Reporting to Shaw will be NS’ merchandise, intermodal, and coal marketing organizations; the teams that manage shipping options such as short line connections and the transload network; real estate services; and the corporation’s industrial development services for companies that want to locate and expand rail-served businesses.
Norfolk Southern Corporation, together with its auxiliaries, engages in the rail transportation of raw materials, intermediate products, and finished goods. As of December 31, 2014, it operated about 20,000 miles of road in 22 states and the District of Columbia.
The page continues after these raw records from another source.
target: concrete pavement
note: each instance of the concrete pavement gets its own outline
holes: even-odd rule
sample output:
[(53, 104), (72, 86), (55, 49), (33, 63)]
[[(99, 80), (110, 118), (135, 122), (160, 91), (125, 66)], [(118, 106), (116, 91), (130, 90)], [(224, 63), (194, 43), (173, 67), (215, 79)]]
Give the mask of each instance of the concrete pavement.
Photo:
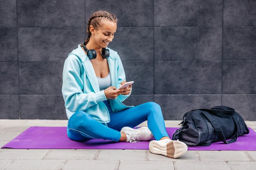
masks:
[[(166, 121), (179, 127), (181, 121)], [(0, 119), (0, 146), (32, 126), (65, 126), (67, 120)], [(246, 121), (256, 130), (255, 121)], [(146, 121), (138, 126), (147, 126)], [(227, 170), (256, 169), (256, 151), (188, 150), (173, 159), (148, 150), (0, 150), (0, 170)]]

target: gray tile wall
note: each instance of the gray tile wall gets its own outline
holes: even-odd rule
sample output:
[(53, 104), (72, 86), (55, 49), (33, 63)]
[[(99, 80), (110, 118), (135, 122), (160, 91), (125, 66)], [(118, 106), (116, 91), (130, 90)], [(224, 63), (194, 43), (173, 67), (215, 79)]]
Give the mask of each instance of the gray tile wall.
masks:
[(124, 102), (166, 120), (225, 105), (256, 120), (256, 1), (0, 0), (0, 118), (66, 119), (62, 71), (94, 11), (118, 18)]

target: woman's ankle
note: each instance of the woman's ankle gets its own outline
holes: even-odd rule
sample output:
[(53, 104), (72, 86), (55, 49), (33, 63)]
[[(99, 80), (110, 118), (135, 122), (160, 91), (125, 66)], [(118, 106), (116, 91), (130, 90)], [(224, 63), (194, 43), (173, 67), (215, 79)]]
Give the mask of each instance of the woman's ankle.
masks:
[(170, 139), (170, 137), (169, 137), (165, 136), (165, 137), (162, 137), (162, 138), (161, 138), (160, 139), (160, 140), (163, 140), (163, 139)]
[(119, 139), (119, 141), (126, 141), (126, 135), (124, 132), (120, 132), (121, 134), (121, 137)]

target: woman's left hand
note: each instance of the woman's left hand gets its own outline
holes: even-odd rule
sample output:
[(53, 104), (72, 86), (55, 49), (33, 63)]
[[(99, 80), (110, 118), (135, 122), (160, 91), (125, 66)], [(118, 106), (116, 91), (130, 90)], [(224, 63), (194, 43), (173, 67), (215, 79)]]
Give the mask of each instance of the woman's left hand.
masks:
[[(125, 84), (126, 82), (126, 81), (124, 81), (124, 82), (121, 83), (121, 86), (123, 84)], [(128, 95), (131, 93), (131, 87), (132, 87), (132, 86), (131, 84), (128, 87), (124, 88), (124, 91), (123, 92), (123, 93), (121, 93), (120, 94), (123, 95)]]

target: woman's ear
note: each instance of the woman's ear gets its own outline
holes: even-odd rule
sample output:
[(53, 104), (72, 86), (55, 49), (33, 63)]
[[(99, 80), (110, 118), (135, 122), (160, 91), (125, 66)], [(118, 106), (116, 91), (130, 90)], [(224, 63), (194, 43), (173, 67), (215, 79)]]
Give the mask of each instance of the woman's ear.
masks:
[(90, 32), (91, 32), (92, 35), (95, 34), (95, 30), (94, 29), (94, 28), (93, 28), (93, 26), (92, 26), (92, 25), (90, 26)]

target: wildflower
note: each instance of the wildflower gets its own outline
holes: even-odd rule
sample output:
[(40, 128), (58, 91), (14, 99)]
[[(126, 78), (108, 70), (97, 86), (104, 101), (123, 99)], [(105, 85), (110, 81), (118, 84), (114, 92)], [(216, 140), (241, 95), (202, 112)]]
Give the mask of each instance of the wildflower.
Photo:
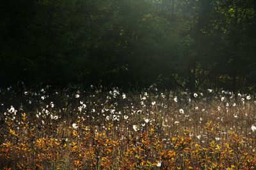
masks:
[(149, 119), (148, 119), (148, 118), (144, 118), (144, 121), (145, 121), (145, 122), (146, 122), (146, 123), (148, 123)]
[(15, 111), (15, 109), (13, 108), (13, 106), (11, 106), (11, 108), (10, 110), (8, 110), (8, 112), (13, 113), (14, 111)]
[(133, 130), (134, 130), (135, 132), (137, 132), (138, 131), (139, 131), (139, 127), (136, 125), (133, 125), (132, 129), (133, 129)]
[(142, 111), (141, 110), (139, 110), (138, 111), (137, 111), (137, 114), (140, 114), (141, 113)]
[(106, 119), (107, 120), (109, 120), (109, 116), (106, 116)]
[(211, 92), (212, 92), (212, 89), (207, 89), (207, 91), (208, 91), (209, 93), (211, 93)]
[(156, 164), (156, 166), (161, 167), (161, 164), (162, 164), (162, 161), (160, 160), (160, 161), (157, 162), (157, 164)]
[(250, 100), (250, 99), (252, 99), (251, 96), (246, 96), (246, 99), (247, 100)]
[(183, 113), (184, 113), (184, 110), (182, 110), (182, 109), (180, 109), (179, 112), (180, 112), (181, 114), (183, 114)]
[(73, 127), (74, 129), (76, 129), (78, 128), (78, 125), (77, 125), (77, 124), (72, 124), (72, 127)]
[(256, 127), (255, 125), (252, 125), (252, 127), (251, 127), (251, 129), (252, 129), (252, 131), (253, 132), (255, 132), (256, 131)]

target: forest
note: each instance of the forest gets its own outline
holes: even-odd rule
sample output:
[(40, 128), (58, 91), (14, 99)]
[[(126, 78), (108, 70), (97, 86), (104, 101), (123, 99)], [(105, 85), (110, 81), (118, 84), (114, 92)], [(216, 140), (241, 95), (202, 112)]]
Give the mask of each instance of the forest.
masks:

The company also operates planned passenger trains; transports overseas freight through various Atlantic and Gulf Coast ports; and provides logistics services. In addition, it provides bimodal truckload transportation services primarily utilizing RoadRailer trailers, a hybrid technology that facilitates over-the-road and on-the-rail transportation in the eastern United States, in addition to in Ontario and Quebec through a network of terminals.